According to the Central Bank of Sri Lanka, the slowdown in the first three months was due in part to the changes that occurred with the resurfacing of the Bandaranaike International Airport. Given that this work has been completed, tourist arrivals are expected to increase in the second half of the year.

QATAR FACTOR Of more concern is the decline in workers’ remittance inflows, which were down by 5.8 percent y-o-y in the January-May period.

This concern is amplified by the diplomatic crisis in Qatar. Currently, there’s an estimated 150,000 Sri Lankans working in the Gulf nation, and remittance flows from Qatar and the region could be affected if the crisis continues.

This year, Bangladesh has seen its currency weaken against the US Dollar on the back of a drop in remittance inflows.
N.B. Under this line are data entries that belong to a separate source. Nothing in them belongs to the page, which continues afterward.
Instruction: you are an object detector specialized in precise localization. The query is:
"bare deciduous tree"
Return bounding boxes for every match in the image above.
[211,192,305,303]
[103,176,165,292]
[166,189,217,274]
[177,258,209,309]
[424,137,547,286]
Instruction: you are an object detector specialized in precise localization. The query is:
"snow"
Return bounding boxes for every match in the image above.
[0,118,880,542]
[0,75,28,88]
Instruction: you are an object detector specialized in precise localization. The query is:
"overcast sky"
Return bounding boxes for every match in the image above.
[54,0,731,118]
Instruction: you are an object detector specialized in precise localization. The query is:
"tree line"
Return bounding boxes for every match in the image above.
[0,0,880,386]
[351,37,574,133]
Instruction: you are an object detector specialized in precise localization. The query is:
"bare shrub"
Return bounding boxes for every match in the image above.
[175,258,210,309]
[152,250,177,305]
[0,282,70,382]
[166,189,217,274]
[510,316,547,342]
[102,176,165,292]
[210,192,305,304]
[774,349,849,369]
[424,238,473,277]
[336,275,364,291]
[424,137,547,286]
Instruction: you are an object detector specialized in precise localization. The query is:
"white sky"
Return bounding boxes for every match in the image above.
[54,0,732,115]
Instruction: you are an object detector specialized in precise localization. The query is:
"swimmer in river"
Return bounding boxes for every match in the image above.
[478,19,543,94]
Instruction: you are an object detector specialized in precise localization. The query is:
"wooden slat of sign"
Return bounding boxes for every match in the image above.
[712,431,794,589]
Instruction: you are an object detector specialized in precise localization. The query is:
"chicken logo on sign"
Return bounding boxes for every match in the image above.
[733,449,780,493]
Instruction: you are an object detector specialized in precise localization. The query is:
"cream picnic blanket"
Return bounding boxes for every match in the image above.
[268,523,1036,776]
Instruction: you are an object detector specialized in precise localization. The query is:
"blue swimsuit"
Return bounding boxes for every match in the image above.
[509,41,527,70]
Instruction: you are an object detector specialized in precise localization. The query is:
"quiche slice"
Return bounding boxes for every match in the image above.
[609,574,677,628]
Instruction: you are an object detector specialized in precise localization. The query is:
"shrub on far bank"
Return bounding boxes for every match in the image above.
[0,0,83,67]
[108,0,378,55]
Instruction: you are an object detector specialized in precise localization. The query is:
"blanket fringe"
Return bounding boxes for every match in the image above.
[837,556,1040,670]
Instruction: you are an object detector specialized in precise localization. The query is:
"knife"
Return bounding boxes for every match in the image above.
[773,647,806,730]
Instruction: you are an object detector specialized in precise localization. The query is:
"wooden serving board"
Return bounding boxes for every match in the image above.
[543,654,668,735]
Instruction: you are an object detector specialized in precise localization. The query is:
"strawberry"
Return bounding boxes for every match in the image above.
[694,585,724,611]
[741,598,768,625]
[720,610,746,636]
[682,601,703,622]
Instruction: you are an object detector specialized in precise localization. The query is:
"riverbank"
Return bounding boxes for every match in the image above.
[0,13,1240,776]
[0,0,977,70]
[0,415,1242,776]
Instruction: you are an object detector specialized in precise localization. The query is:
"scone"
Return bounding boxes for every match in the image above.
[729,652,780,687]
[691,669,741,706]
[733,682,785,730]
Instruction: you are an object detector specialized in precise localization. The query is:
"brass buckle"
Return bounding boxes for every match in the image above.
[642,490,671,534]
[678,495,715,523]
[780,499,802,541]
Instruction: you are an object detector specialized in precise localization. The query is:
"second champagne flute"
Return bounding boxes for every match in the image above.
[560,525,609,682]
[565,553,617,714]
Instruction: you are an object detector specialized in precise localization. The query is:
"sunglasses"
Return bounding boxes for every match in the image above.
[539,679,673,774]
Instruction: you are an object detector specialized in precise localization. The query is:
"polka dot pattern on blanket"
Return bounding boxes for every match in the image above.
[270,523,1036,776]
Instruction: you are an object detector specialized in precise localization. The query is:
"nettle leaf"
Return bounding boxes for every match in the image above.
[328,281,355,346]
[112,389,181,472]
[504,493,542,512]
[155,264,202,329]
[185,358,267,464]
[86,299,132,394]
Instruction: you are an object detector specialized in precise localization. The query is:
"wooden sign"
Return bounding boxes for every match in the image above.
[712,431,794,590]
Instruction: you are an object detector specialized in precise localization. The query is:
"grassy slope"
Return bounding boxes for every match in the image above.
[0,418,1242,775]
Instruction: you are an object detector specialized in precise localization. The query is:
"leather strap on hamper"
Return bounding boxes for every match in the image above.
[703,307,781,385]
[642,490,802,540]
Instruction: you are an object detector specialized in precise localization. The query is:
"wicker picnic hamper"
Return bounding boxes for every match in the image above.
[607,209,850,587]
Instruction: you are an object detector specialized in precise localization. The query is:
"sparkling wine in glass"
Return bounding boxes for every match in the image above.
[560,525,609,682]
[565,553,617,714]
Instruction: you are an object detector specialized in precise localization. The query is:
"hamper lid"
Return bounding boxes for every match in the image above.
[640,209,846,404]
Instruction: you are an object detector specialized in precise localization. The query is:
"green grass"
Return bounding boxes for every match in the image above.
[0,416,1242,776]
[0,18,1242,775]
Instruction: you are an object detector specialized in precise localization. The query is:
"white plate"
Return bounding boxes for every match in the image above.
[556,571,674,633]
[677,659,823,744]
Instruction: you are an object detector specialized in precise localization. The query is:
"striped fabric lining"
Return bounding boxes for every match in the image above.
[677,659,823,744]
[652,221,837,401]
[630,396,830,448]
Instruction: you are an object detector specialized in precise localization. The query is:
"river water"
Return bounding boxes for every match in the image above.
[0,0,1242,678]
This is relevant to Sri Lanka given its reliance on such inflows and in particular when there’s a demand for dollars due to imports.

Prior to the Gulf crisis, the World Bank released a report (in April) in which it expected remittances to the South Asian region to increase by two percent y-o-y this year from a decline of 6.4 percent y-o-y in 2016.

FINANCIAL FLOWS Despite the widening trade deficit in the first quarter of 2017, the BOP deficit fell to US$ 176 million compared to 720 million dollars in the corresponding period of last year. This is in part due to improved financial flows – namely long-term loans.

Such financial flows and the improvement in foreign direct investments (FDIs) will help ease any potential BOP deficit pressure.